Don't Plan Your Trip
My name in the book at the summit of Tromsdalstinden
I’m not a planner. To be precise, I have a high threshold for plan-worthy-ness of activities. Well below this threshold is traveling. Traveling through Europe with no plan or itinerary is more expensive and stressful than the alternative, as transportation and accommodation is generally booked at the last minute. That said, my style of traveling allows a level of freedom, that I feel justifies said expense. This is the story of my time in Norway.
The story begins in Amsterdam. Robocup was finished, and I was spending a few days in Amsterdam as it’s close to Eindhoven (where Robocup was held) and I sure didn’t have anything else planned. While I was in Amsterdam, I figured out where I would go next. I decided on Oslo, for no particular reason. Norway seemed like an interesting place to visit. I booked my flight (but just the flight from Amsterdam to Oslo) and a few nights in a hostel (it had good reviews).
A canal in Amsterdam
I was waiting in the check-in line at the airport in Amsterdam. It was a long line and I was bored. Three girls lined up behind me. Let’s have a conversation. What do I say? I think they’re Norwegian - I mean they have blonde hair. Ok let’s go with that. “Er…Hi are you going back to Norway?”. Smooth.
Meeting these people turned out to be very fortunate. They gave me lots of advice about being a tourist in Norway. Most immediately useful was the fact that alcohol (and to a lesser degree, everything else) is very expensive in Norway, so stock up in duty free at the airport.

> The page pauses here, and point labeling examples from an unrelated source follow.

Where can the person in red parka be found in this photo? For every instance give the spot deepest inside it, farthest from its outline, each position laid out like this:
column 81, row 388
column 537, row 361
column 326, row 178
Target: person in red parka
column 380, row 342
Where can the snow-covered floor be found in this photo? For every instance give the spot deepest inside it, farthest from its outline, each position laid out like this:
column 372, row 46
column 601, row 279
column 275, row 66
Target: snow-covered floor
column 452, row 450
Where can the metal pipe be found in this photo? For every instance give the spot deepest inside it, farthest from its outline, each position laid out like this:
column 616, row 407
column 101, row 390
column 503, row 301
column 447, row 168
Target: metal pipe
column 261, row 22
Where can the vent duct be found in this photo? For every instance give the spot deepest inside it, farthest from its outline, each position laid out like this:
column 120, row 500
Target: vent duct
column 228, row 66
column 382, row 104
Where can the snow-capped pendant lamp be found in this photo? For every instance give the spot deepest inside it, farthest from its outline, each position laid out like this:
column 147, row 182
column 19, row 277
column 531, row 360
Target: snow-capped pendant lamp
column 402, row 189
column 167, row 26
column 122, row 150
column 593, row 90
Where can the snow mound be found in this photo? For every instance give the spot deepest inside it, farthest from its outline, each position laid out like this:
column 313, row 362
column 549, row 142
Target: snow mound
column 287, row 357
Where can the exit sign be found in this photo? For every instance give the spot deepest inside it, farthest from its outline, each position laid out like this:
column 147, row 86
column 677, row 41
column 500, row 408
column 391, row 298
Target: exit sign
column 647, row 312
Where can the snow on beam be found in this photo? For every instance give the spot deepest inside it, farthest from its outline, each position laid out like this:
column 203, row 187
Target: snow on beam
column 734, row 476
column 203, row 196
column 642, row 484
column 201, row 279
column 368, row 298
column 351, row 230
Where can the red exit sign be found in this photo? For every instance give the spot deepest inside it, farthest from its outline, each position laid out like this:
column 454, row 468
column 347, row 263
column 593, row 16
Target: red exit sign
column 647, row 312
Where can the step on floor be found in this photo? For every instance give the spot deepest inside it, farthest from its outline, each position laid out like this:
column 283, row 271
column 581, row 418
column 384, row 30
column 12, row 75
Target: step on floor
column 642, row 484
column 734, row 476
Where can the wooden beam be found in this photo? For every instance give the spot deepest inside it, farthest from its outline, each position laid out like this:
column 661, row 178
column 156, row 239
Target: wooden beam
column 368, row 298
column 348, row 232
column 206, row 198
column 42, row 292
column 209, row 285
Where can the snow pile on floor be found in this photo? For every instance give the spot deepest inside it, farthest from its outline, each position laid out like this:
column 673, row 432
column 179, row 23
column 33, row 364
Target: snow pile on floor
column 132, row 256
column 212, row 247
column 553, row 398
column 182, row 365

A small house I found in the river running through Oslo
When I got to Oslo I realized I had overlooked a rather important detail. The airport is a reasonable distance from the city, it was already after midnight, and I didn’t really have a plan to get to my hostel. My new friends offered me a lift - their roommate was picking them up, and had a free spot in his car. As we drove to my hostel, one of the girls told me that she would be away from her apartment for the weekend, and I was welcome to stay there until she got back. I was also told that my hostel, despite the good reviews, was in a poor location - far away from anything interesting.
I stayed a night in my hostel, before taking up the offer of using my new friend’s apartment for the weekend. I spent the weekend getting to know the social circle of the girls I met at the airport, being shown a small but beautiful city, and finding out about life in Norway. With all this new information, I was able to properly plan my itinerary, at least for the coming week.
I took a train from Oslo to Bergen. This was about an 8 hour ride over frost-covered mountains, even in summer. It was scenic. Here’s a photo:
I made the mistake of assuming there would be reliable internet on the train, which I could use to book a hostel and flight out of Bergen. I planned to go to Tromsø the following day. So naturally, the first thing I did when I got to Bergen was find a place with wifi and figure out where I would sleep that night. Luckily I found a place with a vacancy not far from the train station (Bergen is a pretty small place). That evening I went for a walk around the city.
Pronounce the “ø” like “ur” (but not like “urrr” or you sound like a noob). People familiar with the stories from when I went to Alaska will be noticing some similarities at this point (if not much, much earlier). So, at some point in my trip I had to make it my objective to go as far north as possible. My new high score for degrees of latitude is Tromsø a city in northern Norway located on a small island.
The evening I got there, I went for a walk around the island. I remember it being late when I first arrived, found an internet cafe, found a hotel and checked in. By evening, it was probably more like 9pm. I don’t remember, and it didn’t matter, as the sun was still up. When I was in Alaska the sun didn’t set until midnight, but here it didn’t set at all. But back to my walk.
I didn’t have a plan. I didn’t have a map, or a phone. No matter - the island is tiny, so I just walked, aimlessly. I ended up getting lost but someone pointed me vaguely in the right direction and that was enough to get me home. A large amount of the island, is forest, so I had lots to explore. I emerged from the forest to be met by a harrowing view. The land ended and then there was a giant stretch of water, and in the distance there were frost-capped mountains disappearing into the water. I struggle to articulate exactly why I’m scared of fjords. Something about scale. It’s the same feeling as when you imagine really deep water.
I don’t have photos (no phone, remember) but here’s one I took later of the island and the mountains in the background. At the time I was on the far side of the island.
On my last day in Tromsø I climbed a mountain named Tromsdalstinden. The windchill at the top was so bad that my mouth went numb and I was unable to speak clearly. There was a large stone structure at the top, that served as a windbreak. I met some people up there as well who fortunately could understand me despite my accent and impaired speech caused by the cold (they’re the ones who took my photo). There was also a book which I signed. I left a 10nkr piece hidden somewhere in the pile of rocks.
Before leaving Norway I went to Oslo for one more night to attend the birthday party of one of the girls from the airport. Norway was the highlight of my trip to Europe. I always felt welcome and at home during my week there, and I owe that to the amazing people I had the pleasure of meeting.